“All things in moderation, including moderation.” – Oscar Wilde
The lake game involves teams of high schoolers racing around a lake lugging a case of beers and chugging them at various waypoints. There are rules that differentiate a kid puking on his own or as part of his team. This is a tradition that has gone on perhaps forever in this Danish town. The last time, the drunk kids got up to some shenanigans while taking public transportation home (a police officer was handcuffed to a railing). The teachers in the school discuss imposing a zero-tolerance policy concerning alcohol. The atmosphere in the room is not conducive to the idea. No one makes an argument for alcohol, but there is some disbelief that the policy could ever be successfully enforced. What is going on here? If something is indefensible, why does everyone keep doing it?
The movie goes about making this argument. Four of the male teachers meet for dinner. They are all in different stages in their life but something seems to be missing. More than the others, Martin (played by Mads Mikkelsen) seems to be in a rut with his teaching and his marriage.
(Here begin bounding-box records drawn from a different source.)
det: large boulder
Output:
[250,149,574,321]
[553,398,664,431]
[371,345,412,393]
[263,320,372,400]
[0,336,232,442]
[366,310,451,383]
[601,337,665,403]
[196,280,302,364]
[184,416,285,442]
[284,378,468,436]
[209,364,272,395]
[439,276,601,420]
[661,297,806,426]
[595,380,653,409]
The psychology professor brings up a Norwegian philosopher that posited human beings have a deficit of body alcohol content of about 0.5, which would be about two glasses of wine. An idea is hatched to conduct an experiment, what would happen if each man kept his body alcohol content at 0.5 and stopped at 8pm to avoid the next day’s hangover. This is how Ernest Hemingway worked one observes.
Perhaps because the movie is from Denmark (directed by Thomas Vinterberg), it moves along at a slower pace than the normal American fare. One can get use to it though, and the alcohol that is being imbibed looks great. The actor Mads Mikkelsen does a great job with acting on the cusp of buzzed. It turns out that drinking during the day actually helps some of the teachers with their work. Mads becomes a more interesting history teacher. He has loosened up. The music teacher becomes more creative. It is all such a success so much that the men decide to drink even more. The consequences are obvious. They drink so much that they lose control and make fools of themselves. The wives are not happy and their children are embarrassed. How the movie ends however is worth the ticket price just for the one scene. The movie perfectly captures that moment where all the problems of drinking are forgotten and replaced with a sort of muddled consciousness akin to childhood. It will make you want to dance.
Plenty of movies about substance
abuse follow a well-worn formula, which generally ends with people admitting
that they have a problem and seeking help (or dying). “Another Round” is a bit different
in that the movie’s intends to insist that drinking alcohol can be a good
thing, perhaps better than not drinking at all. By the end of the movie, after
all the inevitable bad things that can happen do happen, everyone is still
drinking. In fact, the title of this movie may be one of those titles that are never
spoken, just thought between the characters (like “You Can Count On Me” and “Goodbye
Solo”). The three remaining friends are enjoying a post-funeral drink when one
man rhetorically asks what their dead friend would do next. The question is not
actually answered, but I’m pretty sure it would have been “Another Round”.